世界的なエネルギー危機を受けて、これまでCO2排出が多いとして攻撃されてきた石炭の復活が起きている。
ここ数日だけでも、続々とニュースが入ってくる。
インドは、2030年末までに石炭火力発電設備を約4分の1拡大する計画だ。設備容量にすると56ギガワット(1ギガワット=100万キロワット)になる。これは現在の日本(48ギガワット)を上回る規模になる。ラージ・クマール・シン電力相がニューデリーでのインタビューで語った。「経済成長とは妥協しない」とシンは言った。
中国の国有送電会社である国家電網の研究者らは、2025年以降に中国は石炭消費量をピークアウトさせると宣言しているが、それまでに150ギガワット相当の石炭火力発電所建設が承認される可能性があるとみている。この設備容量は現在の日本の3倍に相当する。中国は今後50年分の石炭を埋蔵している。中国の石炭消費量は日本の約10倍だから、これは日本の500年分の消費量に相当する。
イギリスは、稼働を停止する予定だったいくつかの石炭火力発電の稼働を延長している。
韓国電力は、石炭火力発電量の削減についての自主的取り組みの緩和を、政府に要請している。
ロシアからのエネルギー輸入の代替として、欧州などのバイヤーはアフリカの石炭を高値で買い付けている。タンザニア、ボツワナ、マダガスカル、南アフリカなどからだ。
欧州では、エネルギー危機を受けて、エネルギー多消費産業は米国へ生産拠点を移している。
これは米国における化石燃料消費の増大を意味する。アムステルダムに本社を置く化学会社OCI NVは、9月、テキサス州のアンモニア工場の拡張を発表した。欧州のアンモニア生産量を削減したOCIは、代わりにオランダのロッテルダム港にある施設への輸入を増やした。ドイツの自動車メーカーVolkswagen AGは今年初め、米国での事業拡大を発表した。

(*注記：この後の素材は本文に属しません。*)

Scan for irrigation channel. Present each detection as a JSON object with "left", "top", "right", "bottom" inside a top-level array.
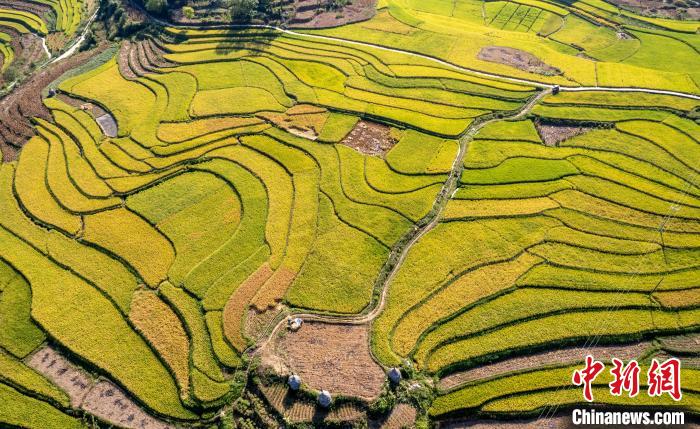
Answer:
[{"left": 246, "top": 88, "right": 552, "bottom": 367}]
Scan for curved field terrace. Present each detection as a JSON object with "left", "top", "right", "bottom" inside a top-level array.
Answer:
[{"left": 0, "top": 0, "right": 700, "bottom": 429}]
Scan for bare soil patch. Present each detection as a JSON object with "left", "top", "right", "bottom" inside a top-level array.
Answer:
[
  {"left": 259, "top": 383, "right": 365, "bottom": 426},
  {"left": 340, "top": 120, "right": 396, "bottom": 158},
  {"left": 369, "top": 404, "right": 417, "bottom": 429},
  {"left": 438, "top": 343, "right": 652, "bottom": 390},
  {"left": 95, "top": 113, "right": 117, "bottom": 137},
  {"left": 262, "top": 321, "right": 386, "bottom": 400},
  {"left": 438, "top": 417, "right": 571, "bottom": 429},
  {"left": 288, "top": 0, "right": 377, "bottom": 28},
  {"left": 82, "top": 380, "right": 175, "bottom": 429},
  {"left": 0, "top": 43, "right": 109, "bottom": 162},
  {"left": 477, "top": 46, "right": 561, "bottom": 76},
  {"left": 27, "top": 346, "right": 93, "bottom": 408},
  {"left": 243, "top": 305, "right": 284, "bottom": 342},
  {"left": 660, "top": 334, "right": 700, "bottom": 353},
  {"left": 257, "top": 104, "right": 328, "bottom": 140},
  {"left": 27, "top": 346, "right": 174, "bottom": 429},
  {"left": 56, "top": 93, "right": 118, "bottom": 137},
  {"left": 610, "top": 0, "right": 700, "bottom": 20},
  {"left": 223, "top": 264, "right": 273, "bottom": 352},
  {"left": 535, "top": 122, "right": 592, "bottom": 147}
]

ウォールストリート・ジャーナル紙は、テスラ社がドイツでのバッテリー製造計画を一時停止し、米国での生産の可能性を検討していると報じた。欧州の鉄鋼会社アルセロールミッタルSAは、今月ドイツの2工場で減産すると発表したが、テキサスの工場への今年度の投資により、予想を上回る業績を上げたと報告した。
欧州最大の天然ガス消費者であるドイツの化学大手BASFはベルギーとドイツの工場で減産を行った。経営者たちは、これが構造的な変化か一時的なものかはまだ分からないが、長い間エネルギー危機が続けば恒久的な産業移転になるだろう、と述べている。
何が起きているのか。
欧州の脱炭素(ネット・ゼロ)政策の失敗で、ロシア依存が高まったところで、ウクライナでの戦争が勃発して、欧州発のエネルギー危機が起き、世界中に伝播した。
欧州が買い付けに走ったために、世界市場での石炭価格も暴騰した。国産できる中国、インドなどは増産した。エネルギー多消費の企業は、欧州を脱出して安価なエネルギーのある米国などに「足で投票」する構えである。
欧州諸国の政府は「石炭の使用は一時的なものであり、ネット・ゼロの方針に変わりはない」と言ってはいるが、さあ、どうだろうか。ウクライナでの戦争が長引きエネルギー危機が継続すれば、そんなことは言っていられないのではないか。
すくなくとも、インド、中国をはじめ、世界中の新興国・途上国は、欧州のそんな話を信じることなく、エネルギー安定供給のために石炭をはじめとした化石燃料の増産に励むだろう。なにしろ、いざというときに、欧州は助けてくれるどころか、世界中の化石燃料を買い漁って問題を造り出す側に回ることが証明されたからだ。